Yea, if you need information that only Finicity can get you, I'm afraid you've got the wrong team :) It's all okay though.

Square may use Finicity. You would need to ask each of those services to verify. I'd start with that.

If you then need more information from Finicity you can probably get ahold of them here.

The Man in the Middle attack i described would be directly to your bank, but a malicious person could intercept your data. What you're mentioning is a phishing attempt, a site that looks like your bank but isn't.

Your best bet for Man in the Middle type of attacks is to view the certificate. Here's a screenshot from my Safari window while on our forums after clicking the "padlock" icon in the browser bar.

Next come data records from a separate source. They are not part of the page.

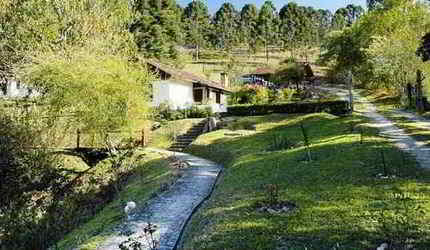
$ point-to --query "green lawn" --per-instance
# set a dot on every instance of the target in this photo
(386, 102)
(341, 203)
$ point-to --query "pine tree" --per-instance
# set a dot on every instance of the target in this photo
(156, 26)
(267, 25)
(248, 24)
(226, 23)
(197, 24)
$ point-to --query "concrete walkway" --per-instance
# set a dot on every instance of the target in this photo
(171, 210)
(386, 127)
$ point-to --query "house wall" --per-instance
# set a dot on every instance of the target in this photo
(175, 93)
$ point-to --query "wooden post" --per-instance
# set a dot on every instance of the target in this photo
(351, 98)
(409, 93)
(78, 138)
(143, 142)
(420, 104)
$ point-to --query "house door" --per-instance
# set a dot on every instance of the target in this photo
(198, 95)
(218, 97)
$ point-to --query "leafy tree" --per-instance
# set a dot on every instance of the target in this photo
(156, 26)
(347, 16)
(24, 173)
(197, 24)
(248, 22)
(267, 25)
(373, 4)
(226, 23)
(96, 92)
(32, 25)
(381, 53)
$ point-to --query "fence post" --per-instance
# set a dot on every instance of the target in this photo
(351, 98)
(420, 104)
(78, 138)
(143, 141)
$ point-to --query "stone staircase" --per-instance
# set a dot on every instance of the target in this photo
(186, 139)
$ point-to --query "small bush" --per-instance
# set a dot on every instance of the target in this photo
(243, 124)
(334, 107)
(280, 142)
(164, 113)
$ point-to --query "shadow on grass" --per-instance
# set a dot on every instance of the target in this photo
(334, 192)
(85, 201)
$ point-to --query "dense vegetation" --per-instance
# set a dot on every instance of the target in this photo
(381, 53)
(86, 59)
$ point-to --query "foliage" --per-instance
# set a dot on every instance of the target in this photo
(381, 54)
(197, 24)
(156, 27)
(335, 107)
(98, 92)
(165, 113)
(226, 24)
(24, 175)
(248, 25)
(334, 193)
(33, 25)
(286, 94)
(292, 73)
(280, 142)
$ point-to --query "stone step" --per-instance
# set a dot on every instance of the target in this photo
(184, 140)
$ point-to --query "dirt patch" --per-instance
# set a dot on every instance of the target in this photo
(281, 207)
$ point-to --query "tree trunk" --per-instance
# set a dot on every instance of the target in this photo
(351, 99)
(409, 93)
(419, 87)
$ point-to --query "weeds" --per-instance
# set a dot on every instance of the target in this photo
(280, 142)
(306, 141)
(398, 220)
(144, 241)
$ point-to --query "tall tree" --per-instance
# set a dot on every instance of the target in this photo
(197, 24)
(156, 27)
(226, 22)
(373, 4)
(347, 16)
(248, 23)
(267, 25)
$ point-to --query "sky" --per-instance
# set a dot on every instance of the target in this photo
(332, 5)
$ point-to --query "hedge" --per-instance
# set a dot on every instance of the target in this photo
(333, 107)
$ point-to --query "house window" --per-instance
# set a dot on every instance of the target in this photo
(198, 95)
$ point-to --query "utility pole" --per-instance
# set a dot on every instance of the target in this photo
(351, 97)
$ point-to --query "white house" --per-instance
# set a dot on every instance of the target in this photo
(180, 89)
(14, 89)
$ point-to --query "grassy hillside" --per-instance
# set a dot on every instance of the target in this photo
(342, 200)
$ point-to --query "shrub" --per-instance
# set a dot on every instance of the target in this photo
(24, 175)
(252, 94)
(286, 94)
(334, 107)
(165, 113)
(261, 95)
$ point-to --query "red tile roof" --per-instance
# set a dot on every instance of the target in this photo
(186, 76)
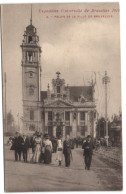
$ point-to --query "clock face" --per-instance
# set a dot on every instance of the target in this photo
(31, 91)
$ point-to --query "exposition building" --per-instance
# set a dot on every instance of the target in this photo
(62, 110)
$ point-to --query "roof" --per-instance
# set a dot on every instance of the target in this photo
(76, 91)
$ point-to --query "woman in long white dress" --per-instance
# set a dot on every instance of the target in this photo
(38, 148)
(48, 150)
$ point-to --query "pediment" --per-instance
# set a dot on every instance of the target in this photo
(58, 103)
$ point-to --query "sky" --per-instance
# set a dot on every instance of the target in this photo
(76, 47)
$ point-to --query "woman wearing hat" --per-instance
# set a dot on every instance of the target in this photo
(88, 151)
(59, 149)
(37, 152)
(48, 149)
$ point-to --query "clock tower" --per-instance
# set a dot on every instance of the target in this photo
(31, 78)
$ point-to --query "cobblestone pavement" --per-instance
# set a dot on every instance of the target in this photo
(20, 176)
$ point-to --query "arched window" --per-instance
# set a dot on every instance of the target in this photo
(31, 90)
(30, 74)
(31, 115)
(29, 39)
(32, 128)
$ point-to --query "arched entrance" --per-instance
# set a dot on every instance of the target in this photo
(59, 131)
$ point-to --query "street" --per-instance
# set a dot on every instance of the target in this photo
(103, 175)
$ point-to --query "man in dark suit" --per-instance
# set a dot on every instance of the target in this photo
(88, 151)
(17, 146)
(67, 150)
(26, 145)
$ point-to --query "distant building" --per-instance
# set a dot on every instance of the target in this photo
(65, 109)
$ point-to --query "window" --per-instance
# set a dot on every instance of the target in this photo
(82, 130)
(58, 89)
(42, 115)
(67, 130)
(32, 128)
(82, 116)
(31, 74)
(29, 39)
(50, 116)
(50, 131)
(30, 56)
(67, 116)
(31, 90)
(31, 115)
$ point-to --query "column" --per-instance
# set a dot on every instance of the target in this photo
(54, 131)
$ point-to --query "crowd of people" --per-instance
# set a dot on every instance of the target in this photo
(42, 147)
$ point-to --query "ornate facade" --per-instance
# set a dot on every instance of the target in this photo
(62, 110)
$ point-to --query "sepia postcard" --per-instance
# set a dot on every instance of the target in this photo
(61, 79)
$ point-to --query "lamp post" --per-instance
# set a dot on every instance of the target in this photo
(106, 80)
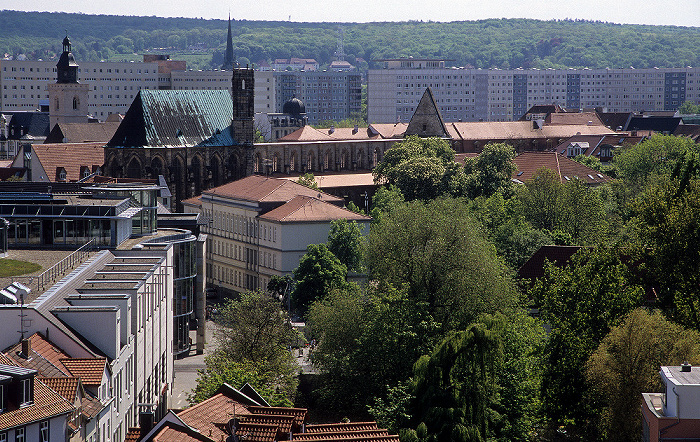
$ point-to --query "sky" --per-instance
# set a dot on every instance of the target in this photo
(659, 12)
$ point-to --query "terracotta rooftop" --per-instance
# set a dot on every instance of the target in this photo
(349, 426)
(349, 435)
(507, 130)
(47, 403)
(45, 357)
(257, 188)
(529, 162)
(72, 157)
(309, 209)
(65, 386)
(204, 415)
(89, 370)
(285, 423)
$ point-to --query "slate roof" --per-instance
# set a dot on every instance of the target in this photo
(177, 118)
(35, 124)
(309, 209)
(257, 188)
(529, 162)
(82, 132)
(89, 370)
(71, 157)
(47, 404)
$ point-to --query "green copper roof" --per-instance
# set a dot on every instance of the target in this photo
(177, 118)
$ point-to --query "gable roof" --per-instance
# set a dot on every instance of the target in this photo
(82, 132)
(71, 157)
(529, 162)
(89, 370)
(303, 208)
(47, 403)
(45, 357)
(258, 188)
(177, 118)
(426, 120)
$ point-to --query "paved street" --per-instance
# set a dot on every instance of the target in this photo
(186, 367)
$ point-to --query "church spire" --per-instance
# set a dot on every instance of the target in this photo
(228, 57)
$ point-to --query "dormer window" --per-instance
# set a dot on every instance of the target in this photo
(26, 393)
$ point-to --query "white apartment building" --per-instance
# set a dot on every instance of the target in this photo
(260, 227)
(504, 95)
(113, 85)
(116, 305)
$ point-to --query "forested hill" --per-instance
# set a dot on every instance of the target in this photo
(504, 43)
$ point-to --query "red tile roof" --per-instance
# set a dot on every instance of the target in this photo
(45, 357)
(65, 386)
(69, 156)
(257, 188)
(349, 426)
(285, 424)
(308, 209)
(204, 416)
(529, 162)
(89, 370)
(361, 434)
(47, 403)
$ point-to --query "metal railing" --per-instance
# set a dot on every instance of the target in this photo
(65, 265)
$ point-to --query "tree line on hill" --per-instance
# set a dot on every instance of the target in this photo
(440, 345)
(493, 43)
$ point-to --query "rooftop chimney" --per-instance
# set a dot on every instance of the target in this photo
(26, 347)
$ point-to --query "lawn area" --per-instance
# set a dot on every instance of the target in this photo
(12, 267)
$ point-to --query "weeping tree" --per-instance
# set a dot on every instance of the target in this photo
(455, 387)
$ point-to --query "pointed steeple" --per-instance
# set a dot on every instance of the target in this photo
(228, 57)
(426, 120)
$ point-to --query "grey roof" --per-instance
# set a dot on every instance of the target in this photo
(177, 118)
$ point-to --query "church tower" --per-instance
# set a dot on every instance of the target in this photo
(228, 57)
(68, 98)
(242, 123)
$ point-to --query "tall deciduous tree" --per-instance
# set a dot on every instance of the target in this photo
(345, 242)
(581, 302)
(441, 256)
(319, 273)
(491, 170)
(626, 364)
(422, 168)
(253, 337)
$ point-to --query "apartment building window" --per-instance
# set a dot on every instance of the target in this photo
(44, 431)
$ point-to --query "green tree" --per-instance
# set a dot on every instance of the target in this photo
(319, 273)
(581, 302)
(345, 242)
(439, 253)
(626, 364)
(689, 108)
(491, 170)
(422, 168)
(252, 347)
(308, 180)
(666, 232)
(657, 155)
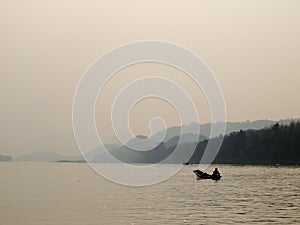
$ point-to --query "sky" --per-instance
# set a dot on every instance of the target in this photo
(252, 47)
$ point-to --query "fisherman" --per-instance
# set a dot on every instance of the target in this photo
(216, 174)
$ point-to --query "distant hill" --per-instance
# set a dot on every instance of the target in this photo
(230, 127)
(5, 158)
(47, 156)
(279, 144)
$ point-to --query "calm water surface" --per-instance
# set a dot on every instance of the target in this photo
(71, 193)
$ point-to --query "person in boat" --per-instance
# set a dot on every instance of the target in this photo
(216, 173)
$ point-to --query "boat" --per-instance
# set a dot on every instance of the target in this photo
(203, 175)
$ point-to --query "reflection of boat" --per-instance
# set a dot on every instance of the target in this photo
(202, 175)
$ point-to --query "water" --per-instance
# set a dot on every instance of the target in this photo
(71, 193)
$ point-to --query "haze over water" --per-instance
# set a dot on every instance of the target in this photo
(71, 193)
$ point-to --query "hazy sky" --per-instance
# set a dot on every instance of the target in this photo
(253, 48)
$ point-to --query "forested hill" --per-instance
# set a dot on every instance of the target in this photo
(279, 144)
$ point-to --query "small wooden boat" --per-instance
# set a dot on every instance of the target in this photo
(203, 175)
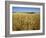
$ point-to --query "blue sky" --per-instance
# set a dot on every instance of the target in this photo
(25, 9)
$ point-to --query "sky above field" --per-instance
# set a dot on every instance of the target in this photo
(25, 9)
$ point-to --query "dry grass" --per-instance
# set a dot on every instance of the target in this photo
(25, 21)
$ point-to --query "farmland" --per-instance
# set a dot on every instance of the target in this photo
(24, 21)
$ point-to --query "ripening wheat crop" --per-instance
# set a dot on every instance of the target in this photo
(25, 21)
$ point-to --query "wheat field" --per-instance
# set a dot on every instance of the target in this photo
(23, 21)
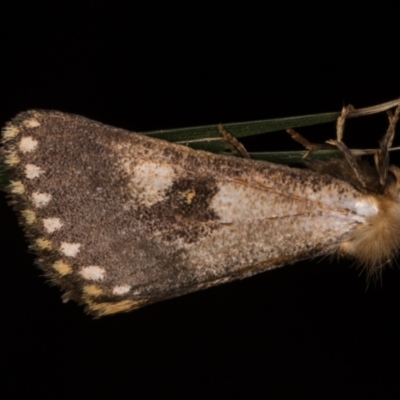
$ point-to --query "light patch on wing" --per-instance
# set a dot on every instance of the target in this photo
(189, 195)
(40, 199)
(32, 171)
(10, 132)
(31, 123)
(27, 144)
(43, 244)
(121, 289)
(12, 159)
(17, 187)
(106, 308)
(29, 216)
(236, 201)
(70, 249)
(93, 273)
(92, 290)
(62, 268)
(149, 181)
(52, 224)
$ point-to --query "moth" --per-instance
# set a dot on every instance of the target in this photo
(119, 220)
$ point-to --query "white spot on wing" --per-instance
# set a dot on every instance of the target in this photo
(31, 123)
(32, 171)
(62, 268)
(12, 158)
(70, 249)
(149, 181)
(121, 289)
(41, 199)
(27, 144)
(17, 187)
(52, 224)
(93, 273)
(9, 132)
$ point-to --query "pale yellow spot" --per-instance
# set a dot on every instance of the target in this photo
(43, 244)
(93, 273)
(62, 268)
(41, 199)
(110, 308)
(27, 144)
(12, 159)
(9, 132)
(32, 171)
(17, 187)
(121, 289)
(31, 123)
(29, 216)
(70, 249)
(189, 195)
(52, 224)
(92, 290)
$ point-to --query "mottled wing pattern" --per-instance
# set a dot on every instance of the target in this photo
(119, 220)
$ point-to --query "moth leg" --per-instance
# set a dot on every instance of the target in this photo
(232, 141)
(350, 158)
(381, 157)
(306, 143)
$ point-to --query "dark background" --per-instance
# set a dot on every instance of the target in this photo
(309, 330)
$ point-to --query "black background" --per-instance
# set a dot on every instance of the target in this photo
(309, 330)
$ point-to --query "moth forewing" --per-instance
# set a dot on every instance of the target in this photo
(119, 220)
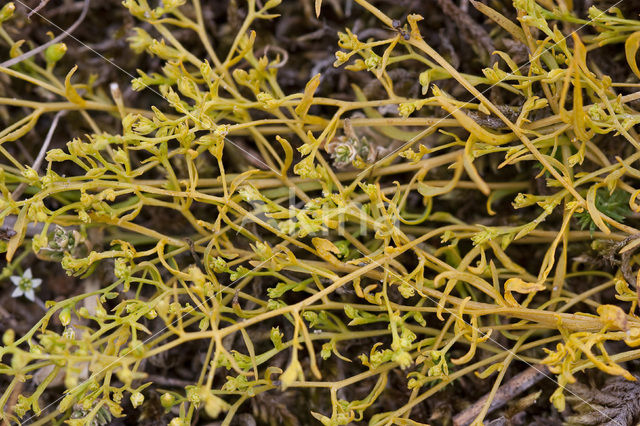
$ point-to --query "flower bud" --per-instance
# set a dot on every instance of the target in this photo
(137, 399)
(54, 53)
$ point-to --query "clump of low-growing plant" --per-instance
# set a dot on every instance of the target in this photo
(345, 242)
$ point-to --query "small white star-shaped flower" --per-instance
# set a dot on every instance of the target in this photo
(25, 285)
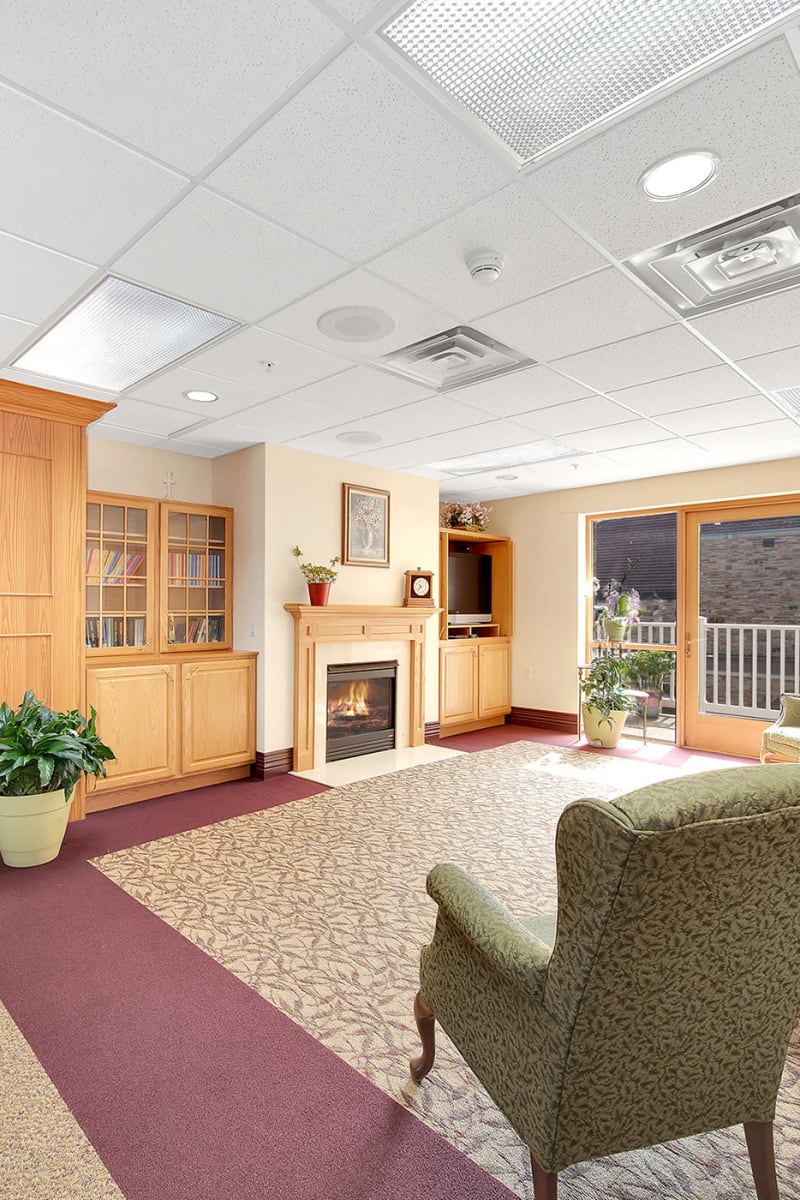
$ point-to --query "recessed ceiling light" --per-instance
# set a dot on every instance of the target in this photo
(539, 72)
(202, 397)
(679, 175)
(359, 437)
(355, 324)
(119, 335)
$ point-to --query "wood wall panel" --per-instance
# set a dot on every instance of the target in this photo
(26, 526)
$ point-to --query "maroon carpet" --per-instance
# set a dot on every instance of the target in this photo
(190, 1085)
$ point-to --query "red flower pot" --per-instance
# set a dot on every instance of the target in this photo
(318, 593)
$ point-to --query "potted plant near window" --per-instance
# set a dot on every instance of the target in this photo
(647, 671)
(318, 579)
(606, 701)
(618, 610)
(42, 756)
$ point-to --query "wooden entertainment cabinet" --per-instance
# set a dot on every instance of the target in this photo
(475, 659)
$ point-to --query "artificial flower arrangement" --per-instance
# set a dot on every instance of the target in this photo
(317, 574)
(465, 515)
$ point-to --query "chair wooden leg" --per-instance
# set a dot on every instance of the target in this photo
(426, 1025)
(762, 1158)
(545, 1182)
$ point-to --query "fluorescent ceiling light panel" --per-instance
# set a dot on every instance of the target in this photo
(119, 335)
(536, 72)
(524, 455)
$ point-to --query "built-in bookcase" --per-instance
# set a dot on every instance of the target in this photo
(120, 574)
(196, 581)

Note that the domain in the URL bar is the same as that which is in the SSL certificate?

In a man in the middle attack this could be different, and more importantly you'd probably notice that the issuer of the certificate is different.

I'm guessing this isn't the case for you though. I believe you'll get your answer by contacting those other services and seeing if they use Finicity :)

The best question to ask yourself is: "Did I enter my bank information into any other applications recently?" where that application is Square or the other services you used. If so, that's probably it and they are likely using Finicity.